Back to writing

LLM layer for a Rails application

·19 min read·#ruby#architecture#ai

Like it or not, a lot of applications are adding AI–native features: anything related to automated answers, object classification, knowledge base search, or text summarization can already be handed off to an LLM with pretty good results. If you happen to do this as a Rails engineer, this post will definitely be useful.

In this post I will describe my approach to LLM integration for Rails applications. We will discuss some common problems, explore related gems, build our own architecture layer for LLM integration, cover it with specs, and discuss ways to prepare the context.

Why we need a layer

Integrating an LLM into a Rails app at the early stages usually does not differ much from connecting any other API: we make a call with some parameters and get the response back, which is then used in the business layer. Of course, we should not forget to handle errors, move the interaction itself to the background, and so on. Nothing unusual so far.

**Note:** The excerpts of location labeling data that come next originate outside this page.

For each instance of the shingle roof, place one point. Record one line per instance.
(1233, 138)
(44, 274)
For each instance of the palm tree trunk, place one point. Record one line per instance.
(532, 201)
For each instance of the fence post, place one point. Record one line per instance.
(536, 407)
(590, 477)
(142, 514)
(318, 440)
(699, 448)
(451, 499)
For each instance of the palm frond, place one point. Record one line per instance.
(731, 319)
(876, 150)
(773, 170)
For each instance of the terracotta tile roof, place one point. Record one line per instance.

Soon it turns out that things are not that simple: even though it’s nominally the same call, the parameters differ a lot from case to case, and preparing them requires separate work. One of the most important parameters is the prompt: we need to explain to the LLM what we actually want from it. For simple, short prompts, string interpolation is enough, but you’ll quickly outgrow it.

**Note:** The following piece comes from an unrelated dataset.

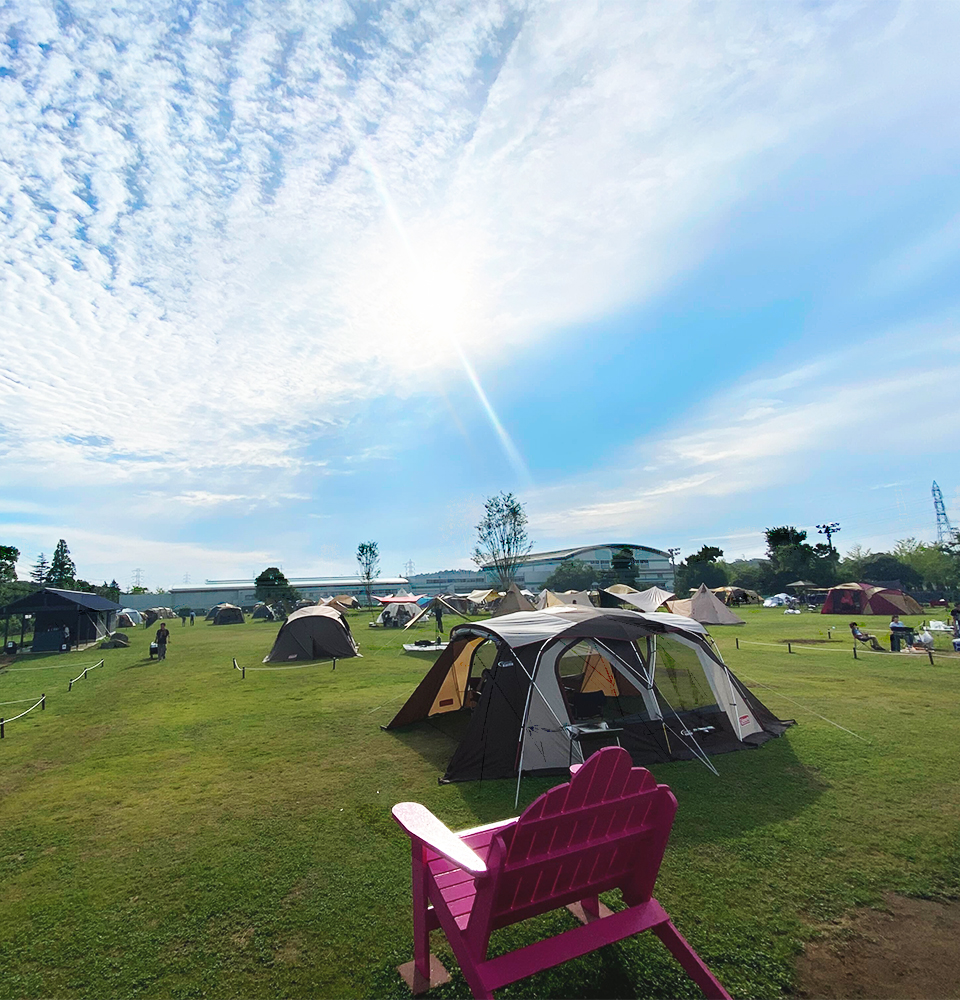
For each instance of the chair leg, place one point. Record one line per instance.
(692, 964)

Error handling also becomes complicated and verbose: on top of network and server errors, an incorrect response (from the business logic standpoint) can come back, so we need to add validations.

At this point, an experienced engineer starts looking for libraries that would take at least some of these routine tasks off their hands. After some time working with the raw OpenAI adapter, I ended up with the following list of goals:

  • make it easier to support and replace models/providers;
  • separate the LLM interaction code from the business logic;
  • get rid of all the boilerplate (storing schemas/instructions, preparing templates);
  • have centralized logging in place, since you often want to inspect the “raw” response from the model when behavior is unexpected.

Library choice

Finding something isn’t hard: ruby_llm, activeagent, and a number of smaller solutions offer different levels of abstraction. In this post I will tell you which option I ended up with: ruby_llm as a transport plus my own layer on top.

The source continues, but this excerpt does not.